Hamiltonian Monte Carlo

Last updated January 11, 2025

The Hamiltonian Monte Carlo algorithm (originally known as hybrid Monte Carlo) is a Markov chain Monte Carlo method for obtaining a sequence of random samples whose distribution converges to a target probability distribution that is difficult to sample directly. This sequence can be used to estimate integrals of the target distribution, such as expected values and moments.

Hamiltonian Monte Carlo corresponds to an instance of the Metropolis–Hastings algorithm, with a Hamiltonian dynamics evolution simulated using a time-reversible and volume-preserving numerical integrator (typically the leapfrog integrator) to propose a move to a new point in the state space.

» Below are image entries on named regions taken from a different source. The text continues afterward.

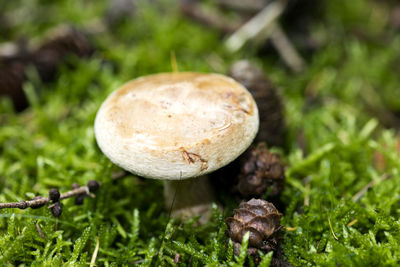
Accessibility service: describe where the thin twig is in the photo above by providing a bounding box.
[328,215,339,240]
[0,181,100,209]
[225,1,286,52]
[36,223,46,239]
[181,2,241,34]
[89,237,100,267]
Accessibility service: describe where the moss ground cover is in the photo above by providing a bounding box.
[0,0,400,266]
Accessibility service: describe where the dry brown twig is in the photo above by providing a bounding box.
[0,180,100,214]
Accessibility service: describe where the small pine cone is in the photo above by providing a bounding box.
[229,60,285,146]
[225,198,282,264]
[237,143,285,198]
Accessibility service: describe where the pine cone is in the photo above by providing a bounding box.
[229,60,284,146]
[225,198,282,264]
[237,143,285,198]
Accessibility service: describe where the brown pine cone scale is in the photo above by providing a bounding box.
[225,198,282,264]
[237,143,285,198]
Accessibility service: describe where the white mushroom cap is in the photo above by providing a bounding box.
[95,72,259,180]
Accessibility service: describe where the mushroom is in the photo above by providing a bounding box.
[94,72,259,223]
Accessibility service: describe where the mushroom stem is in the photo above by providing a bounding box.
[164,175,215,224]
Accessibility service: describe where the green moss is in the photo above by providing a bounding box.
[0,0,400,266]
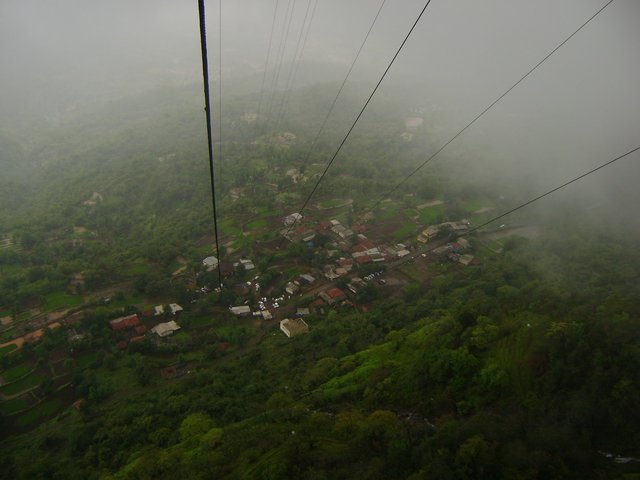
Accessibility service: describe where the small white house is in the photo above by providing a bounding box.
[151,320,180,337]
[280,318,309,338]
[283,212,302,227]
[229,305,251,316]
[202,256,218,272]
[169,303,183,315]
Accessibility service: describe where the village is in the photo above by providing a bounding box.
[0,110,520,427]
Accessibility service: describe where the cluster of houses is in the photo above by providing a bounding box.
[418,219,471,243]
[109,303,183,350]
[282,213,410,282]
[433,238,480,266]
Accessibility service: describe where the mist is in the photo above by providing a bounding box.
[0,0,640,226]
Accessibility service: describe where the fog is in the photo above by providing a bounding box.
[0,0,640,222]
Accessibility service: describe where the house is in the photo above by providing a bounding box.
[458,255,473,267]
[169,303,184,315]
[109,314,140,331]
[229,305,251,317]
[356,255,373,265]
[135,325,147,335]
[234,258,256,271]
[347,277,367,295]
[284,282,300,295]
[282,212,302,227]
[202,256,218,272]
[280,318,309,338]
[456,237,470,250]
[319,288,347,305]
[151,320,180,337]
[300,273,316,285]
[418,225,440,243]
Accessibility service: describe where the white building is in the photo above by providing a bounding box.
[202,256,218,272]
[229,305,251,316]
[283,212,302,227]
[151,320,180,337]
[280,318,309,338]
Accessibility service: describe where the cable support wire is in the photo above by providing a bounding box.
[275,0,313,131]
[267,0,296,127]
[278,0,387,144]
[277,0,318,131]
[256,0,280,129]
[285,0,431,242]
[218,0,222,186]
[198,0,222,289]
[461,147,640,236]
[368,0,613,216]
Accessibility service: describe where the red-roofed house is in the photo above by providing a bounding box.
[109,315,140,330]
[318,220,333,230]
[358,238,376,250]
[136,325,147,335]
[320,288,347,305]
[356,255,373,265]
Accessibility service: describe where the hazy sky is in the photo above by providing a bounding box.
[0,0,640,210]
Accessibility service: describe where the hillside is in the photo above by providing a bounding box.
[0,86,640,479]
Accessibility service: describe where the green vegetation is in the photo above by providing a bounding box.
[43,292,84,312]
[0,398,30,415]
[0,343,18,356]
[0,373,44,396]
[247,218,267,230]
[0,80,640,480]
[418,205,445,225]
[0,363,33,383]
[16,399,62,427]
[393,221,416,240]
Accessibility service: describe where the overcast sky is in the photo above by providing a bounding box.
[0,0,640,213]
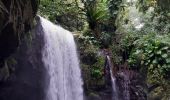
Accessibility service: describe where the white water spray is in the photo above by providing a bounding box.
[36,17,83,100]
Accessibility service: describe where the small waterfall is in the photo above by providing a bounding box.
[106,55,119,100]
[123,71,130,100]
[38,17,83,100]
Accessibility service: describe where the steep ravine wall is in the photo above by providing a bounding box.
[0,22,47,100]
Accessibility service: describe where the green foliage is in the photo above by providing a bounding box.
[39,0,85,31]
[128,34,170,78]
[91,57,105,80]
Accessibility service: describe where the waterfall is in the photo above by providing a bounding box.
[37,16,83,100]
[106,55,119,100]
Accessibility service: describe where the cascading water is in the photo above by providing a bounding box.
[35,17,83,100]
[106,55,119,100]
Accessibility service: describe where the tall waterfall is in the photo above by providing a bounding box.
[106,55,119,100]
[38,17,83,100]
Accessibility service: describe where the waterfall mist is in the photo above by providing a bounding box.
[37,17,83,100]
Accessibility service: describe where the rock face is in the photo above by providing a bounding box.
[0,0,41,100]
[0,21,47,100]
[0,0,39,62]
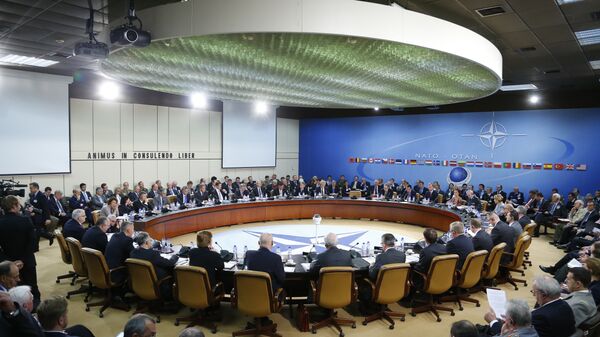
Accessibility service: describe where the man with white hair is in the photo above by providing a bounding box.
[310,233,352,274]
[246,233,285,290]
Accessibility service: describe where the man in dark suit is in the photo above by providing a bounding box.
[81,216,110,254]
[415,228,446,273]
[0,196,40,306]
[246,233,285,290]
[310,233,352,275]
[63,209,85,242]
[104,222,134,283]
[130,232,178,300]
[471,219,494,252]
[369,233,406,281]
[507,186,525,207]
[446,221,475,270]
[189,231,225,287]
[27,182,54,248]
[488,213,515,263]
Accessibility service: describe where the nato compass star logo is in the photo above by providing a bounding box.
[244,230,368,253]
[462,113,527,157]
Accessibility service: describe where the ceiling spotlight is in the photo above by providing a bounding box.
[529,95,540,104]
[254,101,269,115]
[98,81,120,100]
[190,92,208,109]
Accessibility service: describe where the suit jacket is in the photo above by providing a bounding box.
[104,232,133,283]
[473,229,494,252]
[446,235,475,270]
[189,247,225,287]
[29,191,50,226]
[81,226,108,254]
[63,219,85,242]
[0,213,36,266]
[491,221,515,263]
[563,291,597,327]
[415,242,446,273]
[246,247,285,290]
[369,248,406,280]
[92,194,104,210]
[531,299,575,337]
[310,246,352,275]
[130,248,178,280]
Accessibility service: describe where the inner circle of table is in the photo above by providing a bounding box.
[135,199,461,239]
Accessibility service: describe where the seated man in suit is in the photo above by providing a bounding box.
[471,218,494,252]
[310,233,352,275]
[130,232,178,300]
[63,209,85,242]
[104,222,134,283]
[446,221,474,270]
[81,216,110,254]
[563,267,597,327]
[246,233,285,291]
[189,231,225,287]
[482,299,538,337]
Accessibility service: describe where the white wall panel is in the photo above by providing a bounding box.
[71,99,93,152]
[92,101,121,152]
[133,104,158,151]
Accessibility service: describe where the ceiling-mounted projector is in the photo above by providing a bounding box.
[110,0,152,47]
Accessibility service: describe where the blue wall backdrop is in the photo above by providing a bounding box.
[299,109,600,196]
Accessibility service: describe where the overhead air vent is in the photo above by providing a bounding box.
[475,6,506,18]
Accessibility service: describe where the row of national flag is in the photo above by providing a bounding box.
[349,157,587,171]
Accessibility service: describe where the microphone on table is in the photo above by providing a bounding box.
[215,241,233,262]
[350,242,361,259]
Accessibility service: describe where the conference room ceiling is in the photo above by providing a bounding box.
[0,0,600,101]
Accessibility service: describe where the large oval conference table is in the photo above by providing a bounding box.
[135,199,460,239]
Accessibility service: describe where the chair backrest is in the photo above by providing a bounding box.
[373,263,410,304]
[81,247,112,289]
[90,210,100,226]
[66,238,87,277]
[125,258,160,301]
[54,230,71,264]
[233,270,275,317]
[509,235,531,268]
[523,222,536,236]
[175,266,214,309]
[482,242,506,280]
[458,250,487,289]
[423,254,458,295]
[315,267,354,309]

Compared to using a Gaussian random walk proposal distribution in the Metropolis–Hastings algorithm, Hamiltonian Monte Carlo reduces the correlation between successive sampled states by proposing moves to distant states which maintain a high probability of acceptance due to the approximate energy conserving properties of the simulated Hamiltonian dynamic when using a symplectic integrator. The reduced correlation means fewer Markov chain samples are needed to approximate integrals with respect to the target probability distribution for a given Monte Carlo error.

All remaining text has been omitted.